Haven’t blogged in a while. Life’s fine, project are a-plenty, but I just wanted to make a more lasting post about one particular issue that struck me as funny when programming Paper Isaac.

Bugs, bugs, bugs

What’s infuriating when letting others play an early prototype is that you hear constantly the same things. Some bugs are non-trivial to fix, some you’re just not motivated to fix now… sometimes you just have your head elsewhere, gotta focus, or are elbow-deep in some other piece of code and the damn walls can wait.

But one particular issue became painful in testing recently against some tough enemies. When sliding along walls, Isaac got stuck on non-existent doors.

What?

Everything is better with a schematic

Here, Isaac (in cyan) tries to escape from some danger on the right by carefully walking along the left wall. Unfortunately he got stuck around the middle of the room. The only way to make him move again would be to stop pressure against the wall, take a small sidestep, and keep going straight down.

As you can see, the walls are actually made of three parts, even when there’s no door. There are two line segments (red), and a rectangle (orange). The rectangle corresponds to a door. If there’s no door at this place in the room, or it’s closed, or locked, or in anyway non-walkable, the shape is solid, and Isaac can’t walk through it.

However, if it’s open, Isaac can walk through it, the collision between types HERO and DOOR will be detected, we’ll get the userData of the shape of type DOOR, figure out which direction we’re trying to go, and then finally tell the game “Hey buddy, we’re changing rooms, so get busy loading the state of the next room”.

Solutions, solutions, solutions

Like on many occasions in programming, you have two opportunities: do it right, or make it work. I chose to make it work. The “right” way, I think, would have been to have only one line segment when there’s no door at all, and then our usual two segments and one rectangle when there’s a door.

But wait! There are secret rooms and super-secret rooms, that you can open by bombing the wall where there’s supposed to be a passage. And then we have to change the geometry of the wall, destroying the unique segment, recreating the two segments + rectangle, etc., etc. - we can get it right for example with a state machine and carefully controlled state changes, but is it worth the headache? Nah.

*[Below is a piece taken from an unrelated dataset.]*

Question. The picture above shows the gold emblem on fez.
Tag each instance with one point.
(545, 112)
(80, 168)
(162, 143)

Instead, I did something much simpler… that I beat myself for not doing earlier. Notice how Isaac uses a square shape for collision detection up there? Well, why not use a circle instead? And indeed, using a circle does the job. Sure, Isaac bumps a little when he runs into the edges of doors (even nonexistent ones) - but it’s not disruptive to the gameplay, and I’m pretty sure the geometry is always right.

But wait, there’s more!

While we have successfully fixed our above problem, our doors still kinda suck. Right now, even touching ever-so-slightly the door takes us to the next room. Sometimes it’s really not what you want to do. When you end a combat and just happen to be next to a door, it doesn’t mean you want to go through there.

What we need is to be much smarter at detecting when the player wants to change room. I haven’t implemented that yet, but I have an idea… every frame, we can test if a player is in contact with a door, and actively moving in that direction (for example, pressing the S key while in contact with the bottom door). If that happens for more than, say, 15 consecutive frames (which would be 250ms), then we’re pretty confident the player wants to change room.

The same logic can be applied to unlocking doors, but we can use a higher threshold here (e.g. 600ms) because the player does not want to waste a key - passing along a door doesn’t mean you want to spend a key opening it.

Conclusion

Anyway I’m going back to hacking more enemies in there, doing more drawing, and perhaps more music before the end of the month, that was fun, see you at the finish line.